Small noise asymptotics   Another asymptotic approach can also be used, where it is rather easy to obtain interesting explicit results, in terms close to the language of nonlinear deterministic control theory  [58] . Taking the simple example where the hidden state is the solution to an ordinary differential equation, or a nonlinear state model, and where the observations are subject to additive Gaussian white noise, this approach consists in assuming that covariances matrices of the state noise and of the observation noise go simultaneously to zero. If it is reasonable in many applications to consider that noise covariances are small, this asymptotic approach is less natural than the large time asymptotics, where it is enough (provided a suitable ergodicity assumption holds) to accumulate observations and to see the expected limit laws (law of large numbers, central limit theorem, etc.). In opposition, the expressions obtained in the limit (Kullback–Leibler divergence, Fisher information matrix, asymptotic covariance matrix, etc.) take here a much more explicit form than in the large time asymptotics.

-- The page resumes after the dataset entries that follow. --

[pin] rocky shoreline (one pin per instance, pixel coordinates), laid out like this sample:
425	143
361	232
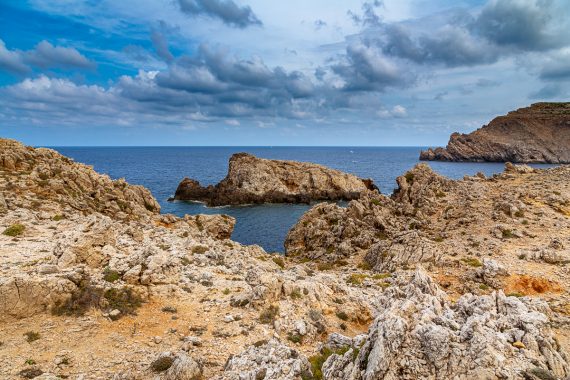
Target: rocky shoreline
536	134
252	180
443	279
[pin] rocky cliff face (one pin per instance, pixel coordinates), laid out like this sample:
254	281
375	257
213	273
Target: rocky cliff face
445	279
536	134
256	180
46	175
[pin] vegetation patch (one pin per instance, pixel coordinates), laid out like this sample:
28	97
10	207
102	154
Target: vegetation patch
472	262
161	364
295	338
80	301
356	278
200	249
317	361
111	275
30	373
123	299
508	234
269	315
14	230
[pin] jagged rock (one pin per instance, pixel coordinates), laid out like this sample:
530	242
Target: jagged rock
184	368
419	334
539	133
59	179
256	180
271	360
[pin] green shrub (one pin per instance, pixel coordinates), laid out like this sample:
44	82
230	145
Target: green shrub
84	298
200	249
123	299
295	338
356	278
508	234
296	294
111	275
269	315
14	230
471	261
161	364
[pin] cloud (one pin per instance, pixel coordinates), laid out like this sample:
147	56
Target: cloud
364	68
397	111
485	83
368	16
225	10
550	91
161	46
11	61
44	56
557	68
528	25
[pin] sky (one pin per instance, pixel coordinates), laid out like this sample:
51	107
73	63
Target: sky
260	72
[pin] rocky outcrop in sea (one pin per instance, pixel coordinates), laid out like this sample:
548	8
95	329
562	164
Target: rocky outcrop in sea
444	279
256	180
536	134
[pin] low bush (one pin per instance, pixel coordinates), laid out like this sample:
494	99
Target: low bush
14	230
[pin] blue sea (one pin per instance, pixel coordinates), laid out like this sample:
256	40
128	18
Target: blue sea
160	169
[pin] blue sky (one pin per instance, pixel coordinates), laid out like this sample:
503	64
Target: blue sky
258	72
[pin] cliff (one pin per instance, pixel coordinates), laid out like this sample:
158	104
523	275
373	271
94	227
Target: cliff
536	134
256	180
417	285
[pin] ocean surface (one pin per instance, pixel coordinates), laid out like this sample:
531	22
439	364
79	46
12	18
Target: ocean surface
160	169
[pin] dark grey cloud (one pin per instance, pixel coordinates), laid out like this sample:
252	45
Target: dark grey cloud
530	25
225	10
458	38
558	69
550	91
364	68
160	45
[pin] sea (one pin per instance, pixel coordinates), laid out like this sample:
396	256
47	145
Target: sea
160	169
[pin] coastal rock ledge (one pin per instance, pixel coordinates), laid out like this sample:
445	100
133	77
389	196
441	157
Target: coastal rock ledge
257	180
536	134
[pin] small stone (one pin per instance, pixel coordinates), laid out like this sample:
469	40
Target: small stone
114	313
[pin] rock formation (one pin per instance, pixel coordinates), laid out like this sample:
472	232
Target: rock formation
420	335
536	134
96	284
256	180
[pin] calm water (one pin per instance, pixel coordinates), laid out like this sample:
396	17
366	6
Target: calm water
161	168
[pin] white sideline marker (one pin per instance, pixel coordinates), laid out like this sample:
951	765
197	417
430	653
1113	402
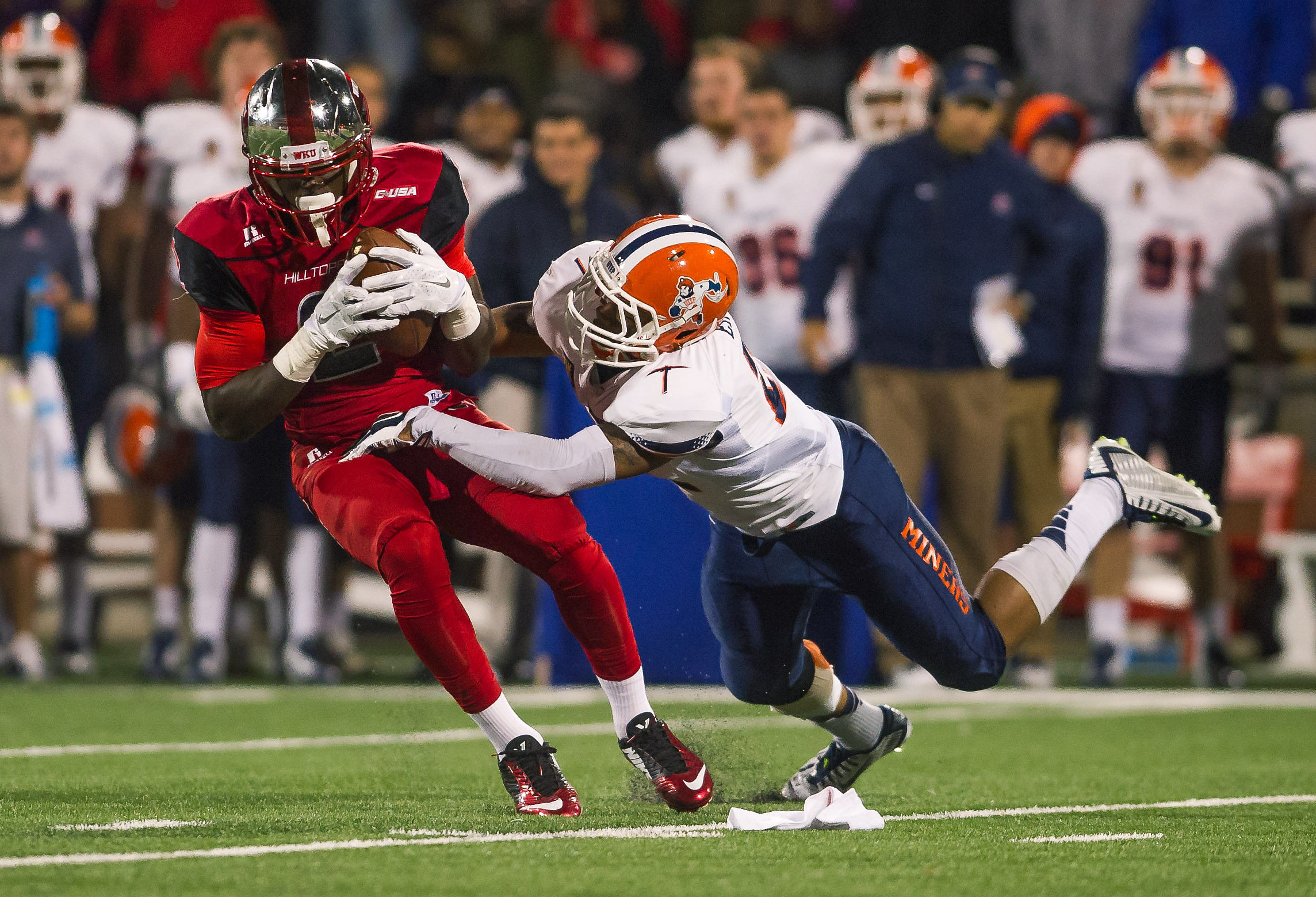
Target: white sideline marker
714	830
1110	835
359	843
129	825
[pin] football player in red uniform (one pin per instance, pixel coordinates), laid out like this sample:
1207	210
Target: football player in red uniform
282	333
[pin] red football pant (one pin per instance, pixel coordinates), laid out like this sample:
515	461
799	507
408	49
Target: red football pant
387	512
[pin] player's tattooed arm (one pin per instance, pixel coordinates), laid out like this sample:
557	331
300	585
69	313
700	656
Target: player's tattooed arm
631	459
469	354
244	406
515	335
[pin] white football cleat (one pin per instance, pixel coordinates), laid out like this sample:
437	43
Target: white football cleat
382	436
1152	495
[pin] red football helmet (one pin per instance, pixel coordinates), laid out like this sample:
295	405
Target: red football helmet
41	64
144	445
665	283
305	131
889	98
1186	97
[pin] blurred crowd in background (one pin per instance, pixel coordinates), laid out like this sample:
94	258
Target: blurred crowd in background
569	120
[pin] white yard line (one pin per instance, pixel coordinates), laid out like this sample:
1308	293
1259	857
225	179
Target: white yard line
994	704
1110	835
714	830
359	843
1106	808
129	825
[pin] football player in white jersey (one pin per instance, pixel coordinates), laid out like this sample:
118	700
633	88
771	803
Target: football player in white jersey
719	74
79	165
1185	222
488	149
799	499
766	204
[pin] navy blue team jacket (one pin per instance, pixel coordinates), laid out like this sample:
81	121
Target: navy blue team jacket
925	227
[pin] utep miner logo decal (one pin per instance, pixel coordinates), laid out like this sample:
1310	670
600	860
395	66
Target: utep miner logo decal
691	294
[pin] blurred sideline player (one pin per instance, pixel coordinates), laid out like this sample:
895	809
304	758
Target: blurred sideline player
79	165
488	149
281	334
766	204
41	269
1184	222
801	501
195	151
719	74
374	86
1053	379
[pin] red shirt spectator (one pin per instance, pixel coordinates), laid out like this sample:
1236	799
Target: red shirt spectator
145	52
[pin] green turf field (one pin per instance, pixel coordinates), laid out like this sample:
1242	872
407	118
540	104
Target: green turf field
343	785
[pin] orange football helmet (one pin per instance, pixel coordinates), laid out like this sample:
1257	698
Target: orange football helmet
890	95
41	64
665	283
1186	97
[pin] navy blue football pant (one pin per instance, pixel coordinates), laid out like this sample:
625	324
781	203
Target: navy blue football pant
239	476
877	547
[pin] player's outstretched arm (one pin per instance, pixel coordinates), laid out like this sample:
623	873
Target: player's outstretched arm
515	334
523	461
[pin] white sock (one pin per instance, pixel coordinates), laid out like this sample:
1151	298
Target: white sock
500	725
75	600
165	608
628	700
1048	564
1108	621
211	570
304	571
860	729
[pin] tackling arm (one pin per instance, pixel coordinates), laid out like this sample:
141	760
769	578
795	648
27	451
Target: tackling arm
515	335
522	461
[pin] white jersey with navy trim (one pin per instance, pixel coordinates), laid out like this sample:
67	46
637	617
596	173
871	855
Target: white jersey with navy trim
81	169
741	444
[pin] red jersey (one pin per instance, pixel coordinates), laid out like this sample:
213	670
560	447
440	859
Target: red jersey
256	286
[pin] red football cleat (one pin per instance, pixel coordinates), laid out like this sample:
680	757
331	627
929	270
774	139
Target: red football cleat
681	779
535	781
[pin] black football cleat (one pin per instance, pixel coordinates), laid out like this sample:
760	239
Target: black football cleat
681	779
839	767
535	781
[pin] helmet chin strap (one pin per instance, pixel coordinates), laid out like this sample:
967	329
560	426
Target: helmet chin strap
312	203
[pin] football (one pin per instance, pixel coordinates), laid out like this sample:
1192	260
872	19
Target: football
412	334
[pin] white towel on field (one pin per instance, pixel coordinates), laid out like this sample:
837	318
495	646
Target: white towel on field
828	809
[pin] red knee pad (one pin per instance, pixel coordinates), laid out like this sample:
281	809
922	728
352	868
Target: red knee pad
432	618
594	609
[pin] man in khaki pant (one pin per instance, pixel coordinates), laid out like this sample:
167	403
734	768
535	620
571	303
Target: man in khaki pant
1053	380
954	419
936	223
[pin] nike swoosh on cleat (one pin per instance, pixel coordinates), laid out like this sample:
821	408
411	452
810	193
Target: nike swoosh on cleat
1202	518
552	805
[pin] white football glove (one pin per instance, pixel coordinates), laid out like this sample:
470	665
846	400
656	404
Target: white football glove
424	284
181	386
343	315
345	312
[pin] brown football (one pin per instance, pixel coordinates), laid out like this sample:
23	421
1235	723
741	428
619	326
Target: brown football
412	334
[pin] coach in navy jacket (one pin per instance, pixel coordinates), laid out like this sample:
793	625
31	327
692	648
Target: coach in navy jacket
929	219
563	204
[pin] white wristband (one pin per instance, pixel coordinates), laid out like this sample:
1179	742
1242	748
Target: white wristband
462	320
299	357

The following results have been obtained using this approach

  • the consistency of the maximum likelihood estimator (i.e. the convergence to the set M of global minima of the Kullback–Leibler divergence), has been obtained using large deviations techniques, with an analytical approach  [55] ,

  • if the abovementioned set M does not reduce to the true parameter value, i.e. if the model is not identifiable, it is still possible to describe precisely the asymptotic behavior of the estimators  [56] : in the simple case where the state equation is a noise–free ordinary differential equation and using a Bayesian framework, it has been shown that (i) if the rank r of the Fisher information matrix I is constant in a neighborhood of the set M, then this set is a differentiable submanifold of codimension r, (ii) the posterior probability distribution of the parameter converges to a random probability distribution in the limit, supported by the manifold M, absolutely continuous w.r.t. the Lebesgue measure on M, with an explicit expression for the density, and (iii) the posterior probability distribution of the suitably normalized difference between the parameter and its projection on the manifold M, converges to a mixture of Gaussian probability distributions on the normal spaces to the manifold M, which generalized the usual asymptotic normality property,

  • it has been shown  [65] that (i) the parameter dependent probability distributions of the observations are locally asymptotically normal (LAN)  [61] , from which the asymptotic normality of the maximum likelihood estimator follows, with an explicit expression for the asymptotic covariance matrix, i.e. for the Fisher information matrix I, in terms of the Kalman filter associated with the linear tangent linear Gaussian model, and (ii) the score function (i.e. the derivative of the log–likelihood function w.r.t. the parameter), evaluated at the true value of the parameter and suitably normalized, converges to a Gaussian r.v. with zero mean and covariance matrix I.